Luglio 7th, 2014 Riccardo Fucile “DA SEL TROPPE DELUSIONI”: IL LEADER AMAREGGIATO DALLA SCISSIONE
Lo sfogo – chè di sfogo si tratta – risalirebbe a qualche settimana fa, all’indomani delle Europee e delle polemiche laceranti dentro Sinistra ecologia e libertà .
Parole dette con il cuore pesante e gli occhi velati di tristezza per lo spettacolo di un partito che implode e vede lo sgocciolio all’esterno di uno, due, tre, quattro, dieci, dodici deputati.

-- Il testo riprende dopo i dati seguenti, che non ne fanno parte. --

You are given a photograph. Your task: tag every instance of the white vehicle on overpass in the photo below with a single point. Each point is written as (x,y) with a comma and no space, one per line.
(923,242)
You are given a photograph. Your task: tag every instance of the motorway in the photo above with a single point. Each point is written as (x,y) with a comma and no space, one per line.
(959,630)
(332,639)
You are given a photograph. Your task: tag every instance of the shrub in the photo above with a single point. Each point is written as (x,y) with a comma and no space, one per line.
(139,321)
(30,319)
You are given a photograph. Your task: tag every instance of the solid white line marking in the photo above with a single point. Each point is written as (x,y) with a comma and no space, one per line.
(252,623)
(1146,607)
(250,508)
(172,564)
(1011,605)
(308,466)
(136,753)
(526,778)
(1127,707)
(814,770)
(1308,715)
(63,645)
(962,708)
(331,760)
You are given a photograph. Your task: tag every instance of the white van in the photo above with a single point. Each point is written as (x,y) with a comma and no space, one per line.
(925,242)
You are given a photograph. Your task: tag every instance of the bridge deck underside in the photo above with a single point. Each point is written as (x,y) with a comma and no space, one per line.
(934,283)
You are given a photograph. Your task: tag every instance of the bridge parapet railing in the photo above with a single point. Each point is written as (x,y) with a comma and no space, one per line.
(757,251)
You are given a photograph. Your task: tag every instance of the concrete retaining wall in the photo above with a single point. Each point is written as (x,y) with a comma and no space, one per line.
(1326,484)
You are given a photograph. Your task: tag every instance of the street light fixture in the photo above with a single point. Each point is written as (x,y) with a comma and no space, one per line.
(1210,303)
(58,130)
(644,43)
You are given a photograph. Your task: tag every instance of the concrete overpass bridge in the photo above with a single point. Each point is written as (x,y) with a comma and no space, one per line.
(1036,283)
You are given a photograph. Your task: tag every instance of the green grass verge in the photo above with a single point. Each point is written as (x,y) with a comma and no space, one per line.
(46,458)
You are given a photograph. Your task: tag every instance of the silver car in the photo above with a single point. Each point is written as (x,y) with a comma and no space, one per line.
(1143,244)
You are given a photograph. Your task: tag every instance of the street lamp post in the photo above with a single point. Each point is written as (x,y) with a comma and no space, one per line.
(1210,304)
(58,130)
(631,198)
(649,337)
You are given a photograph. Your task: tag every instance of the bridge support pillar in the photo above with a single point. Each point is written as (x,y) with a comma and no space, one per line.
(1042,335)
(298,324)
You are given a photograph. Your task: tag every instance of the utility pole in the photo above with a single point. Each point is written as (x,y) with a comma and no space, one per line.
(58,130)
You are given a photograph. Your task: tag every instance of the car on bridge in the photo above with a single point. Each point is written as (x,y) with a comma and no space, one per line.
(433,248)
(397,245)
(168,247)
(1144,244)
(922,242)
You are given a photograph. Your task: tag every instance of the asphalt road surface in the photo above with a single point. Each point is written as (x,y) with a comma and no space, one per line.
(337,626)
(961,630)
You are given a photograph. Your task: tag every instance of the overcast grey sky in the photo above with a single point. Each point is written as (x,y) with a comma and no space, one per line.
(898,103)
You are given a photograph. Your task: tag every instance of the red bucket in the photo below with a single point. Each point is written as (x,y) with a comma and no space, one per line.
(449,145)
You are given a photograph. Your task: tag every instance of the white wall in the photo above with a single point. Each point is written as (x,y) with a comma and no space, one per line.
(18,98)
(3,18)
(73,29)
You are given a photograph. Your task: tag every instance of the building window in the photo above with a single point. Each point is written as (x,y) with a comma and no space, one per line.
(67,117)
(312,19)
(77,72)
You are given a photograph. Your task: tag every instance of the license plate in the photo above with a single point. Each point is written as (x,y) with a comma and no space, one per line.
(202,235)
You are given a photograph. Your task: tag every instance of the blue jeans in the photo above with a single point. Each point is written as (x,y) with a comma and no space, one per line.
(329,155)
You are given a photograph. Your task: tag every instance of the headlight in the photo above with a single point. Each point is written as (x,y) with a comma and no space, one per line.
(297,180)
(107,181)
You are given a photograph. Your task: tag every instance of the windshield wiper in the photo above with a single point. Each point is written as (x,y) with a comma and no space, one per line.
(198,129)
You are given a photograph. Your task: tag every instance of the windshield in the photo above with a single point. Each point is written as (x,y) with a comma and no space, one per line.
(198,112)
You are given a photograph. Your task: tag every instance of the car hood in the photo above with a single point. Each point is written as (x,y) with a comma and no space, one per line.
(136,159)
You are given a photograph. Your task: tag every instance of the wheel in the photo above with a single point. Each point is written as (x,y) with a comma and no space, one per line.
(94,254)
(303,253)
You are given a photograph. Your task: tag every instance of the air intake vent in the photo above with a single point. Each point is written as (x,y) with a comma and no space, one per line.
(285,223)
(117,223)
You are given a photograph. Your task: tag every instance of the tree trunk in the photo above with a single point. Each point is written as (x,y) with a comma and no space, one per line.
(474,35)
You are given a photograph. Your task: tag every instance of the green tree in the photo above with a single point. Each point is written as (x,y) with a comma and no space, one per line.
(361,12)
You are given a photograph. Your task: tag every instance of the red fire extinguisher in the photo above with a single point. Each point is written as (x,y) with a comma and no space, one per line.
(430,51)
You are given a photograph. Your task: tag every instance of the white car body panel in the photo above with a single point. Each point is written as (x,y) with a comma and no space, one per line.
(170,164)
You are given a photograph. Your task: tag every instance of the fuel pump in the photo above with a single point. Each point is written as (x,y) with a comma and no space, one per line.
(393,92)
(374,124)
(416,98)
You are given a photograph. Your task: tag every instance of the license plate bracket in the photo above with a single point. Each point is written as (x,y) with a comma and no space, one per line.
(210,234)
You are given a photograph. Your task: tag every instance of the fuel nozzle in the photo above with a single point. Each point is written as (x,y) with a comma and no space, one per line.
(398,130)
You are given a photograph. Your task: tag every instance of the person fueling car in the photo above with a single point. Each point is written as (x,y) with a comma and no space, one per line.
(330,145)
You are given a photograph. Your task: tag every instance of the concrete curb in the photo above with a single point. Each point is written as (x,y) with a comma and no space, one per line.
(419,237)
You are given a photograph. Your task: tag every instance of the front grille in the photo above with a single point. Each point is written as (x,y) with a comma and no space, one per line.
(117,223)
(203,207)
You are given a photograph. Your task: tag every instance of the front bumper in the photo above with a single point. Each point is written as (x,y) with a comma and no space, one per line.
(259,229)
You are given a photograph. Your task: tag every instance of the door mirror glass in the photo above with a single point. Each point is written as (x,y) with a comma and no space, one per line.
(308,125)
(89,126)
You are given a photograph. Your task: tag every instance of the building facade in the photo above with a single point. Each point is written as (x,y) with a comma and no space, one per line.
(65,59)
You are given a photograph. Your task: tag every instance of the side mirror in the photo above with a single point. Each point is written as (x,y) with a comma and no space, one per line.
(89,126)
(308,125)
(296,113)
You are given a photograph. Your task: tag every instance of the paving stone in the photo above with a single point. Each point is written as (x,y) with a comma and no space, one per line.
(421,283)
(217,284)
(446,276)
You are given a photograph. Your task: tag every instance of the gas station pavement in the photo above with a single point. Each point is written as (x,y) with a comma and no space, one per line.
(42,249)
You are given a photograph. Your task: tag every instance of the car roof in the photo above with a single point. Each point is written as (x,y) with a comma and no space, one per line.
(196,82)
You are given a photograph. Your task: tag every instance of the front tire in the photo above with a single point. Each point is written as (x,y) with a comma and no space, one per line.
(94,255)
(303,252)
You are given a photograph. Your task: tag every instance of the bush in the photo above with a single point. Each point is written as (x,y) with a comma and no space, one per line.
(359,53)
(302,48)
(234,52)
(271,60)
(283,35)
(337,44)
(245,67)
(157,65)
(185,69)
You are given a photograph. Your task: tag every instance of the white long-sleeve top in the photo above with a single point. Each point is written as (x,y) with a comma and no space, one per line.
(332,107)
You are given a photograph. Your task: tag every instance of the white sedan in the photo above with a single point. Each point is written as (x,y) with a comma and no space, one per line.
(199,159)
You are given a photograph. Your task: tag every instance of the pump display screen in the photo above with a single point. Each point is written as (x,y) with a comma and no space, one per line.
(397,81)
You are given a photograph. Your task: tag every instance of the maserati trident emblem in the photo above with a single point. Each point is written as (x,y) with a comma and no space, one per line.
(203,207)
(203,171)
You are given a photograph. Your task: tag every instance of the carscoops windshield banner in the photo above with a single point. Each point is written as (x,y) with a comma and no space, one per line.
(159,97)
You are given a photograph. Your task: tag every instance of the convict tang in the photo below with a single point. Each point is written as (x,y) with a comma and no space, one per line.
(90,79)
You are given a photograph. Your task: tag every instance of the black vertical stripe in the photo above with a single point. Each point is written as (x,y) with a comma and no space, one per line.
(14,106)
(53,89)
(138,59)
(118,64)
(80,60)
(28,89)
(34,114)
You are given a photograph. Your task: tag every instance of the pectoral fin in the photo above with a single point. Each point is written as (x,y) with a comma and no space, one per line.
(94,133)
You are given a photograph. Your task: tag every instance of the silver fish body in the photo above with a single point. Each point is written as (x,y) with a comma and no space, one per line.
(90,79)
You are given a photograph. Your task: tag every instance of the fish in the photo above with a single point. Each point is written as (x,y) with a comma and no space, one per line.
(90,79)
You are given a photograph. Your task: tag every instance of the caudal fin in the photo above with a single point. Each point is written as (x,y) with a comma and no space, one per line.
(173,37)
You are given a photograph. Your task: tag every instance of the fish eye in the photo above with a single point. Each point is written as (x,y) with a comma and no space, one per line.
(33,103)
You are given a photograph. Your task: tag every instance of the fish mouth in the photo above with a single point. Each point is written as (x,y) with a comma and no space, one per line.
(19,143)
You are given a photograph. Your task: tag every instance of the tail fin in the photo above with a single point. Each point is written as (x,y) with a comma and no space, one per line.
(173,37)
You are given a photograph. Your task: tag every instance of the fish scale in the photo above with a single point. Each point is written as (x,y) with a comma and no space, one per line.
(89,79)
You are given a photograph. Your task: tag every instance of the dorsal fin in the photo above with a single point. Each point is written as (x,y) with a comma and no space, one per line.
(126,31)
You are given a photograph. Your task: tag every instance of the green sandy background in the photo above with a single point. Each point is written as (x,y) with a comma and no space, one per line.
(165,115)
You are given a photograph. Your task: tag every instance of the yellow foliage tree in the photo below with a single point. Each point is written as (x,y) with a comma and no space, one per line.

Il capogruppo persino. E dunque ecco riaffacciarsi nel leader la tentazione dell’abbandono, la suggestione di una via di fuga da una politica che non riconosce più. «Mi viene da mollare tutto e andarmene in Canada quando avrò concluso il mio mandato da governatore»
I suoi collaboratori, l’onnipresente Paolo Fedeli, assicurano che si tratta di una bufala, magari di una voce messa in giro ad arte dagli avversari.
Eppure, mettendo l’orecchio a terra, nella prateria di Sel si sente alzarsi una domanda tra i dirigenti e militanti rimasti fedeli: «Ma Nichi che fa?».
A chi invece si chiedesse perchè mai il Canada, la risposta è presto detta.
Il compagno di vita di Vendola, Eddy Testa, è canadese. Ha studiato alla Concordia University di Montreal e alla Ottawa University.
Con il suo paese natale mantiene ovviamente rapporti, pur abitando insieme a Nichi a Terlizzi da una decina d’anni.
Vendola poi ama il Canada. Al Corriere canadese, cinque anni fa, confessò tutta la sua ammirazione: «Il Canada è una realtà che ha un mix straordinariamente avanzato di diritti sociali, individuali e umani. La destra canadese in Italia sarebbe considerata non dico di estrema sinistra, ma quasi».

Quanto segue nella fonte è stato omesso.